Barber is the defending world champion, but he's been anything but consistent since his 10th-place finish at the Rio Olympics. The 23-year-old from Toronto was one of eight jumpers who cleared 5.70 metres in the opening round.

"I feel good, the run feels fine, the jump feels fine, it's the first time we're really putting things together all at once," Barber said. "It's a little raw but I expect in two days things will come together better than today."

Canadian coach Glenroy Gilbert had talked about a team goal of topping the eight medals Canada captured over an extraordinary nine days in 2015 in Beijing. But if the withdrawal of sprint star Andre De Grasse with a torn hamstring wasn't bad enough, Derek Drouin, the world and Olympic champion in high jump, pulled out late Saturday night with an Achilles injury.

"You can't control injuries, and that's the big thing," Gilbert said. "We set medal targets based on our past results from Beijing, certainly we'll go back and reassess exactly where things went wrong, how we can do things differently.

"But ultimately, injuries are part of sport. We don't envision those things happening, especially to your key people coming into this, because they're coached real well, they're managed well, so you expect that they come to a major championship like this and deliver. But you can't foresee injuries."

News of a stomach bug emerged Sunday when Eric Gillis of Antigonish, N.S., dropped out of the men's marathon around the 30-kilometre mark. Seven Canadian athletes and staff have been hit with what's believed to be the Norwalk virus. Other teams staying in the same central London hotel as Canada have also been hit.

Led by De Grasse, Canadian track and field had been riding a magnificent wave of momentum that began in 2015 in Beijing and carried through last summer's Olympics, where the team collected six medals.

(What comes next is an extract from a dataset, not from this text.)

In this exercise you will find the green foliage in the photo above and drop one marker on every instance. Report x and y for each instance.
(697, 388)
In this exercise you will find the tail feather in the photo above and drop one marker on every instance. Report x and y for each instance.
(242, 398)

In Beijing, Canada had already won three medals by the end of Day 3. Ben Thorne kicked off Canada's parade to the podium with his bronze in the 20-kilometre race walk. De Grasse followed it up with bronze in the 100 metres before Barber captured the country's first-ever pole vault gold.

Gilbert said it was tough to watch Saturday's shocking men's 100-metre final and not wonder: what if?

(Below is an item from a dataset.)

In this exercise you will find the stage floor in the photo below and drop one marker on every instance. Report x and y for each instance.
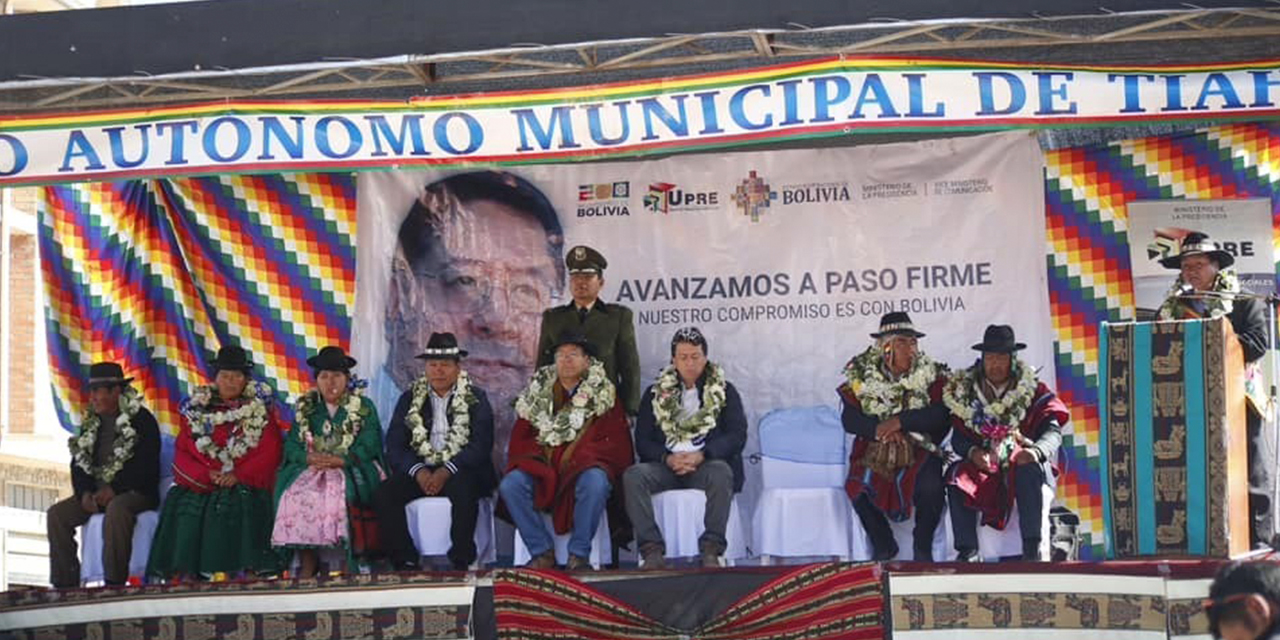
(1124, 600)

"Absolutely," he said. "You're sitting there watching it, and you know Andre's run 9.91 (American Justin Gatlin won gold in 9.92), and he's just been getting better every year. So yeah, you think 'Man this is a race he could have won potentially.' What Canadian didn't think that? I certainly did."

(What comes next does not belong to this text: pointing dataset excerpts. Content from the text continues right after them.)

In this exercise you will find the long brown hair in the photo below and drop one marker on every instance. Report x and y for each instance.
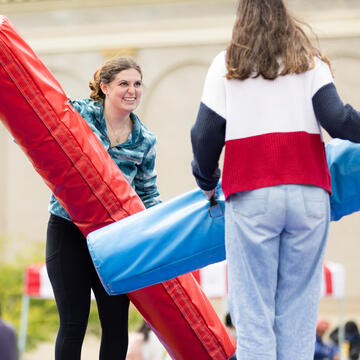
(106, 73)
(268, 41)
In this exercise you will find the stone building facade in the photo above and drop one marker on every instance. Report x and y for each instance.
(174, 41)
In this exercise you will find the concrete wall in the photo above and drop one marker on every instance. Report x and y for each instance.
(174, 41)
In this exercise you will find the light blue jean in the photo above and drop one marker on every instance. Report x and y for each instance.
(275, 244)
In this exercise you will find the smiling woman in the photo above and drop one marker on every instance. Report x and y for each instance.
(116, 91)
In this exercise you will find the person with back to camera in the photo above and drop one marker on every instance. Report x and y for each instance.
(265, 99)
(116, 92)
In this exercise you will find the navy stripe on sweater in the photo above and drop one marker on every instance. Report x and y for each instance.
(339, 120)
(208, 139)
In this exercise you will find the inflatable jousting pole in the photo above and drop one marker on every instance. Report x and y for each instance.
(89, 185)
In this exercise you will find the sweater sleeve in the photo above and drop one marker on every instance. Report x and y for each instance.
(208, 132)
(339, 120)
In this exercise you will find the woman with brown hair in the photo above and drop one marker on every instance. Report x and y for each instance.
(265, 99)
(116, 91)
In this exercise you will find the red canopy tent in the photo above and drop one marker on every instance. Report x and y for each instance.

Alysha Newman of London, Ont., finished seventh in the pole vault Sunday night for Canada's top result so far in London. The 23-year-old cleared 4.65 metres and thought she had a medal in her sights before missing on her three attempts at 4.75.

"I'm pretty pleased. It was my first time I've qualified for the finals at an international meet. Definitely if I'd cleared that .75, (a medal would have been possible)," said Newman, who ran through the pit on her first attempt that 4.75.

"Ugh, I wish I didn't run through on my first one. But there was a little bit of a headwind, I didn't have any control over that."

Despite the bad luck that's befallen the Canadians in London, Gilbert hasn't sensed any negative vibe creeping into the team.

"We haven't been looking back and saying 'Oh, if Andre was here,' 'If Derek was here.' They're not. . . It's not like they're sitting around going 'Oh well, woe is us.' They're trying to advance (to finals) themselves. In the absence of two of our key guys right now, they're trying to do the best job they can."

Two other Canadians made finals on Sunday. Matt Hughes of Oshawa, Ont., clinched a spot in the 3,000-metre steeplechase. The 28-year-old was racing just his second steeplechase of the season after a collision with a fire hydrant while out on a run derailed his training for several weeks. He finished in 8:24.79, 13th fastest on the day.

Liz Gleadle of Vancouver threw 62.97 metres to qualify for the women's javelin final, the 10th best throw on the night.